I forget where I read it, only that it is not my own observation, but someone put my most frequent problem with fantasy and sci-fi best: the more made up words it contains, the less likely I am to enjoy the book.
This is a fairly short book that is long on nonsense.
My eyes just glazed over half the text for a lack of intelligible prose to grab on to. A continuation of The Hitchhiker’s Guide to the Galaxy series written by Douglas Adams, it took me twice as long to read its 275 pages than an average book of its length just for re-reading. More than once I realized I’d scanned a paragraph without comprehending anything. I just opened to a random page for an example, and “wowbagger pressed a button on his wafer computer. ‘You had better not be spiraling my sinkhole'” isn’t even close to the worst offender in the book.
The most disappointing part, though? Colfer does a good enough job of inhabiting Douglas Adams’ Hitchhiker’s Guide voice that it’s making me question my love for the series.
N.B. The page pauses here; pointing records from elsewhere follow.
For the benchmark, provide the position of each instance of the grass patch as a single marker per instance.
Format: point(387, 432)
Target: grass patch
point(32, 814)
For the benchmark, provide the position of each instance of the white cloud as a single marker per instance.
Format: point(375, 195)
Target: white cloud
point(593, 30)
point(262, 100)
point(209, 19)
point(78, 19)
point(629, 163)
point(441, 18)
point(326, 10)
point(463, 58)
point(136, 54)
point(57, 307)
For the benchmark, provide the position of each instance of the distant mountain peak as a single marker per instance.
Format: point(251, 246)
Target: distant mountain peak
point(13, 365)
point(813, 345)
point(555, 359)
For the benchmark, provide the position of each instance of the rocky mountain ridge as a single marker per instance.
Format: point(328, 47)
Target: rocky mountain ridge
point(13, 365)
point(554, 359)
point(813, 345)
I’d like to think the originals were better; it’s hard to say how this book differs from the ones Adams wrote in part because it’s been so long since I’ve read them, but I maintain that Adams’ books had an ineffable quality that even a skilled mimic couldn’t capture.
Even Adams wanted to end H2G2 differently than he left the series in Mostly Harmless, but through no fault of Colfer’s (who did as good a job as anyone with an impossible task) the opportunity to do so may have died with the original author.